ダイキン工業株式会社 空調生産本部 ITソリューション開発グループ 主任技師 北村 拓也氏
ダイキン工業株式会社
空調生産本部
ITソリューション開発グループ
主任技師
北村 拓也
 多様なポートフォリオやアセットをグローバルで提供している点も大きな選定ポイントになったという。「グローバルに展開する当社の開発拠点は最寄りのリージョンからアクセスできるため、クローズドかつ遅延のない通信環境を確保できる上、各地の拠点でも現地の技術者から充実したサポートを受けられます」と羽東氏は続ける。

 またITソリューション開発グループで主任技師を務める北村 拓也氏は、AWSのサポート対応力を次のように評価する。「基盤インフラの1つにサーバーレスサービスを採用しましたが、当社にはその知見がほとんどありませんでした。サーバーレスを使う場合、どのようなアーキテクチャが最適なのか。AWSはそこからサポートしてくれました。毎週、ソリューションアーキテクトを交えた定例の打ち合わせを行い、100万台の空調機器をつなぐという私たちの大きなチャレンジにも真摯に向き合ってくれました。共に活動することで、きっといいものができる。そう確信させてくれました」。

開発文化やプロセスの変革も
AWSがサポート

 ソリューション事業の根幹となるIoTシステムを構築するためには、クラウドやICT、AIといったデジタル技術が必要不可欠だ。しかし、機器メーカーであるダイキンでは、デジタル技術をもった人材が少ない。

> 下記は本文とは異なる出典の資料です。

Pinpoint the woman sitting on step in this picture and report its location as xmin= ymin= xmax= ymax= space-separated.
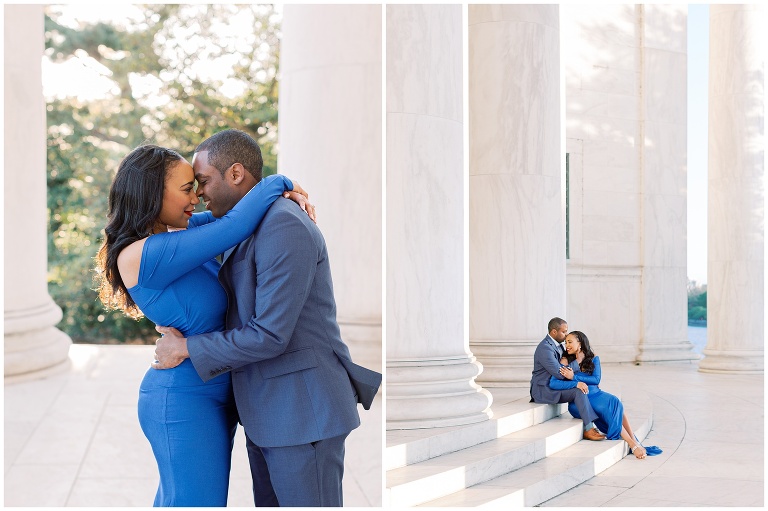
xmin=549 ymin=331 xmax=661 ymax=459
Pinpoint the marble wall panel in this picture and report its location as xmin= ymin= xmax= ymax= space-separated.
xmin=643 ymin=194 xmax=687 ymax=269
xmin=642 ymin=265 xmax=691 ymax=344
xmin=469 ymin=15 xmax=562 ymax=178
xmin=643 ymin=121 xmax=688 ymax=197
xmin=565 ymin=268 xmax=641 ymax=362
xmin=387 ymin=5 xmax=463 ymax=121
xmin=709 ymin=3 xmax=765 ymax=98
xmin=280 ymin=4 xmax=381 ymax=71
xmin=468 ymin=4 xmax=559 ymax=29
xmin=565 ymin=114 xmax=640 ymax=146
xmin=584 ymin=164 xmax=640 ymax=195
xmin=469 ymin=175 xmax=565 ymax=340
xmin=387 ymin=113 xmax=467 ymax=357
xmin=278 ymin=5 xmax=382 ymax=363
xmin=640 ymin=4 xmax=688 ymax=55
xmin=565 ymin=86 xmax=640 ymax=123
xmin=643 ymin=48 xmax=688 ymax=129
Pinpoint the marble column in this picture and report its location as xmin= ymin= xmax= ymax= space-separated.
xmin=699 ymin=4 xmax=766 ymax=373
xmin=635 ymin=4 xmax=699 ymax=362
xmin=386 ymin=5 xmax=491 ymax=429
xmin=469 ymin=5 xmax=567 ymax=387
xmin=3 ymin=5 xmax=71 ymax=382
xmin=278 ymin=5 xmax=382 ymax=371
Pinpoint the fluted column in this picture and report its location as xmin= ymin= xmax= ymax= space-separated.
xmin=469 ymin=5 xmax=567 ymax=387
xmin=279 ymin=5 xmax=382 ymax=370
xmin=386 ymin=5 xmax=491 ymax=429
xmin=3 ymin=5 xmax=71 ymax=382
xmin=699 ymin=4 xmax=766 ymax=373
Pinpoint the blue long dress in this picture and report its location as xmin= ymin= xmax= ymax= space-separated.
xmin=128 ymin=176 xmax=293 ymax=507
xmin=549 ymin=357 xmax=624 ymax=440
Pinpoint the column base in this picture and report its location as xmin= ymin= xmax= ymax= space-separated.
xmin=470 ymin=339 xmax=541 ymax=388
xmin=4 ymin=326 xmax=72 ymax=382
xmin=699 ymin=348 xmax=765 ymax=374
xmin=387 ymin=357 xmax=493 ymax=430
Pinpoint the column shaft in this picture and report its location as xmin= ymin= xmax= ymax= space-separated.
xmin=3 ymin=5 xmax=71 ymax=382
xmin=699 ymin=4 xmax=765 ymax=373
xmin=386 ymin=5 xmax=491 ymax=429
xmin=469 ymin=5 xmax=567 ymax=387
xmin=279 ymin=5 xmax=382 ymax=370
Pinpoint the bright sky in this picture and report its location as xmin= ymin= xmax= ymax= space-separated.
xmin=43 ymin=4 xmax=709 ymax=284
xmin=688 ymin=5 xmax=709 ymax=284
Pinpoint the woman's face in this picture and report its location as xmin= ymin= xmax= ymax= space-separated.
xmin=154 ymin=159 xmax=200 ymax=232
xmin=565 ymin=334 xmax=581 ymax=355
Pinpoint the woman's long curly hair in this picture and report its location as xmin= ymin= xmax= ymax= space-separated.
xmin=565 ymin=330 xmax=595 ymax=374
xmin=96 ymin=144 xmax=183 ymax=319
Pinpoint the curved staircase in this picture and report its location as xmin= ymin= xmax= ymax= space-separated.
xmin=384 ymin=388 xmax=653 ymax=507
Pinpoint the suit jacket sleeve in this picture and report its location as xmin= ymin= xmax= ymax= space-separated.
xmin=187 ymin=207 xmax=322 ymax=381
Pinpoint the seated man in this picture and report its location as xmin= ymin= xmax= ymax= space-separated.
xmin=531 ymin=318 xmax=605 ymax=440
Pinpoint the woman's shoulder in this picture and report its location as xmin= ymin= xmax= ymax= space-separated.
xmin=117 ymin=238 xmax=147 ymax=288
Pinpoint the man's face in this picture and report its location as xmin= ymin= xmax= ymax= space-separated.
xmin=549 ymin=323 xmax=568 ymax=342
xmin=192 ymin=151 xmax=240 ymax=218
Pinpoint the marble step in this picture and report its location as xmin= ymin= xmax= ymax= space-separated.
xmin=421 ymin=393 xmax=653 ymax=507
xmin=384 ymin=389 xmax=570 ymax=471
xmin=386 ymin=414 xmax=583 ymax=507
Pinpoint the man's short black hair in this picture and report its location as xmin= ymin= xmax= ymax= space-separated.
xmin=547 ymin=318 xmax=568 ymax=333
xmin=195 ymin=129 xmax=264 ymax=182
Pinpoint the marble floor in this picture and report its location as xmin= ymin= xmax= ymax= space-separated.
xmin=541 ymin=364 xmax=765 ymax=507
xmin=4 ymin=345 xmax=383 ymax=507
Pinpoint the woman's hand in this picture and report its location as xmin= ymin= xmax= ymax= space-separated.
xmin=283 ymin=186 xmax=317 ymax=223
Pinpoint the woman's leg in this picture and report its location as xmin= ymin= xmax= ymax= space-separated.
xmin=139 ymin=366 xmax=237 ymax=507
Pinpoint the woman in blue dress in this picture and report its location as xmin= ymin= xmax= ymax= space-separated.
xmin=549 ymin=330 xmax=647 ymax=459
xmin=96 ymin=142 xmax=314 ymax=507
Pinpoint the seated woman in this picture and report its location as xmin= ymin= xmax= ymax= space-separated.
xmin=549 ymin=331 xmax=661 ymax=459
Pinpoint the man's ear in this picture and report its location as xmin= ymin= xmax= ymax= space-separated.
xmin=227 ymin=163 xmax=248 ymax=185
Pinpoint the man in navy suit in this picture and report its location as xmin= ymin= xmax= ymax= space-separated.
xmin=157 ymin=130 xmax=381 ymax=507
xmin=531 ymin=318 xmax=605 ymax=440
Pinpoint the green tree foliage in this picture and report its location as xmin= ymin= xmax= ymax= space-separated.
xmin=688 ymin=283 xmax=707 ymax=321
xmin=45 ymin=5 xmax=279 ymax=342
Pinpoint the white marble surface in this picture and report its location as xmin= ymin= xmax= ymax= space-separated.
xmin=278 ymin=5 xmax=382 ymax=371
xmin=561 ymin=4 xmax=695 ymax=362
xmin=701 ymin=5 xmax=766 ymax=372
xmin=386 ymin=5 xmax=491 ymax=429
xmin=3 ymin=5 xmax=71 ymax=377
xmin=468 ymin=5 xmax=565 ymax=385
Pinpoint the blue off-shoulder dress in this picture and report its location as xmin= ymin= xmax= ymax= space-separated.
xmin=549 ymin=357 xmax=624 ymax=440
xmin=128 ymin=176 xmax=293 ymax=507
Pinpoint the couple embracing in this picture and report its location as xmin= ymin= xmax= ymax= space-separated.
xmin=97 ymin=130 xmax=381 ymax=507
xmin=531 ymin=318 xmax=662 ymax=459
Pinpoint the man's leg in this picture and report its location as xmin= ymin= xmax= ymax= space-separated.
xmin=261 ymin=433 xmax=348 ymax=507
xmin=245 ymin=434 xmax=280 ymax=507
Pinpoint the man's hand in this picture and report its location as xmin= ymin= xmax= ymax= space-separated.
xmin=152 ymin=326 xmax=189 ymax=369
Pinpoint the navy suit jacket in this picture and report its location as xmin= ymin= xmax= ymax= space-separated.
xmin=531 ymin=335 xmax=564 ymax=403
xmin=187 ymin=197 xmax=381 ymax=447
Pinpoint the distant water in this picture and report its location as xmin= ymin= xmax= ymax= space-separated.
xmin=688 ymin=325 xmax=707 ymax=353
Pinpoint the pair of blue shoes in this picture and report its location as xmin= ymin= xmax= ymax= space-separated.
xmin=629 ymin=437 xmax=664 ymax=456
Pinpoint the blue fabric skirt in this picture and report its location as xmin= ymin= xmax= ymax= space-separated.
xmin=138 ymin=359 xmax=237 ymax=507
xmin=568 ymin=386 xmax=624 ymax=440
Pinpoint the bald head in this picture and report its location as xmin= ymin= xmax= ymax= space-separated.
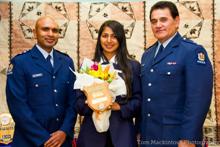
xmin=35 ymin=15 xmax=59 ymax=29
xmin=34 ymin=16 xmax=59 ymax=52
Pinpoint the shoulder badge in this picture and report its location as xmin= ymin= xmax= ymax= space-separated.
xmin=197 ymin=52 xmax=206 ymax=64
xmin=56 ymin=50 xmax=69 ymax=57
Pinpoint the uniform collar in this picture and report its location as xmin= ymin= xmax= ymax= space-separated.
xmin=158 ymin=32 xmax=177 ymax=48
xmin=36 ymin=44 xmax=54 ymax=60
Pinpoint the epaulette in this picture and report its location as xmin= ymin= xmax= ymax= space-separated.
xmin=13 ymin=49 xmax=30 ymax=58
xmin=56 ymin=50 xmax=70 ymax=57
xmin=145 ymin=41 xmax=157 ymax=51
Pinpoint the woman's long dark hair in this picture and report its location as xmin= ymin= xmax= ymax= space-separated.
xmin=94 ymin=20 xmax=132 ymax=98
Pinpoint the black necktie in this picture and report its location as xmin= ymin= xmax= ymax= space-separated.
xmin=154 ymin=44 xmax=164 ymax=59
xmin=46 ymin=55 xmax=53 ymax=69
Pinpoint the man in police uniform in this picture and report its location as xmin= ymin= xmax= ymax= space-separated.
xmin=6 ymin=16 xmax=76 ymax=147
xmin=140 ymin=1 xmax=213 ymax=147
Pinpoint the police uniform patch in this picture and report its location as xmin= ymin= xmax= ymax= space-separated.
xmin=197 ymin=52 xmax=206 ymax=64
xmin=7 ymin=63 xmax=14 ymax=75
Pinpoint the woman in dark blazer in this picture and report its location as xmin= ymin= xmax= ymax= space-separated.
xmin=76 ymin=20 xmax=141 ymax=147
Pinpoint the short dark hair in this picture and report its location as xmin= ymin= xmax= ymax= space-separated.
xmin=150 ymin=1 xmax=179 ymax=20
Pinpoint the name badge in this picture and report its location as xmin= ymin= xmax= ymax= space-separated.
xmin=32 ymin=73 xmax=43 ymax=78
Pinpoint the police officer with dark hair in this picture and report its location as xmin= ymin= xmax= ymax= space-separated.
xmin=6 ymin=16 xmax=76 ymax=147
xmin=140 ymin=1 xmax=213 ymax=147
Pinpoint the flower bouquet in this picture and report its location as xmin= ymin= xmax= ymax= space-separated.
xmin=69 ymin=58 xmax=127 ymax=132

 開発スタイルも大きく変える必要がある。ハードの開発はしっかりと企画を練り込み、顧客の信頼を裏切らない高い品質を実現する開発プロセスや体制が求められる。しかしソリューションビジネスでは、まず最小限の機能で市場にリリースし、顧客ニーズを探索しながら素早くフィードバックする、アジャイルな開発スタイルが重要になる。そしてダイキンが目指すアジャイルは、顧客本位を徹底的に追求したものだ。「例えば、数カ月サイクルのサービスアップデートを1カ月単位に変えたとしてもまだ足りない。お客様が『こうしたい』『こんな機能が欲しい』という要望にすぐに応える。これが本当のアジャイルだと思います」と羽東氏は力を込める。

 人材不足を補い、開発プロセスやメンバーのマインドをいかに変えていくか――。このためにAWSは技術面だけに留まらず、この取り組みも幅広くサポートした。「AWSのトレーニングによって、アジャイル開発に必要なスキルやプロセスの習得、メンバーのマインドチェンジが促進されました」と北村氏は話す。この成果を生かして社内変革を進め、従来の組み込み系開発とは異なる「IoT開発プロセス」を実現した。ハードウエア、センサー、クラウド、Webなど多様な技術が求められるIoT開発を推進するため、異なる技術、チームを融合させた開発プロセスだ。

 このプロセスに基づいて、イテレーション開発を推進し、アプリケーションの開発サイクルも段階的に高速化していった。さらに2023年には、市場探索・フィードバック型の開発を行うチームがITソリューション開発グループ内に発足。「顧客ニーズを探索しながら素早くフィードバックしていく開発スタイルが確立しつつあります」と北村氏は語る。

多くの顧客がコトの価値を実感し、
市場から大きな反響

 こうした取り組みと並行して、ダイキンではソリューション事業を担う人材育成にも力を入れている。その象徴が2017年12月に開設した「ダイキン情報技術大学」だ。既存社員に加えて、希望する新入社員に対しては2年間の教育を実施するコースもあり、IoTやAIに精通したデジタル人材を育成する。既に1500名以上が卒業し、ITソリューション開発グループにも多数が配属されている。この卒業生が戦力に加わることで、コト売りを推進するソリューション事業が大きく加速し、DK-CONNECTのサービスラインナップも拡充しつつあるという(図2)。  空調機器のデータをもとに運用/管理を一元化するサービスはその1つだ。これは稼働状況の監視や省エネなどの各種設定をリモートで行うもの。あるチェーン店は多拠点で運用しているすべての空調機器を本部で一括管理し、設備管理工数が半減したという。

 空調機器のエネルギー使用量などをフロアやエリアごとに可視化するサービスもある。ある時刻を過ぎたら電気を自動で切る、気温に合わせて室内温度を最適に調整するといった設定も可能だ。2024年の9月には年間で20%の消費電力の削減を実証したダイキン独自のAI自動省エネ制御機能をリリースし、大きな反響があった。

 AWSは空調サービスのメニュー検討についても支援した。具体的には、用途別のソリューションを検討するワークショップを実施し、検討メンバーの育成に貢献したという。

ハード/ソフト一体の
ソリューション事業をさらに強化

 製品のコアとなる空調技術は同社の大きな強みであり、世界トップクラスのメーカーに成長した原動力である。これは今後も変わることはないが、機器開発側の文化が強く、ソフトウエアコンテンツは付随機能の1つという意識がまだ残っているという。ソリューション事業を成長させるためには、機器開発チームとの連携をより強化し、コト重視の開発文化への変革を加速していく必要がある。

 「顧客目線で優れたコンテンツをデザインし、ITソリューション開発グループから機器開発側に、あるべきソリューションを提案する。次第にそうしたケースも増えており、提案の質が向上しているのを実感しています」と羽東氏は手応えを述べる。

 同時にサービス開発におけるデータ活用を進め、データに基づく価値創造とその人材育成にも力を入れる。「今まで手に入らなかった市場のデータも収集できるようになり、そのデータをどのように活用するかを考える風土が醸成されつつあります」と羽東氏は続ける。

 空調を軸に建物全体をインテリジェントに制御するスマートビルの実現も目指す。「多くのプレイヤーと共創が必要になるため、DK-CONNECTのオープン化を考えていきます」と北村氏は話す。開発プロセスも現在のやり方が完成形ではない。より良いサービスの開発や生産性向上に向けて、適宜見直しを図っていくという。「AWSはデータ活用の技術やノウハウを豊富に有しています。ソリューション事業を加速する上で、データに基づく価値創造と人材育成は必須です。AWSのサポートに引き続き期待するとともに、Amazonで培われた知見を活かしたい」と羽東氏は話す。

 ダイキンは今後もDK-CONNECTを軸にソリューション事業を強化し、コト重視の新市場を創出するとともに、次世代の成長基盤をより確かなものにしていく構えだ。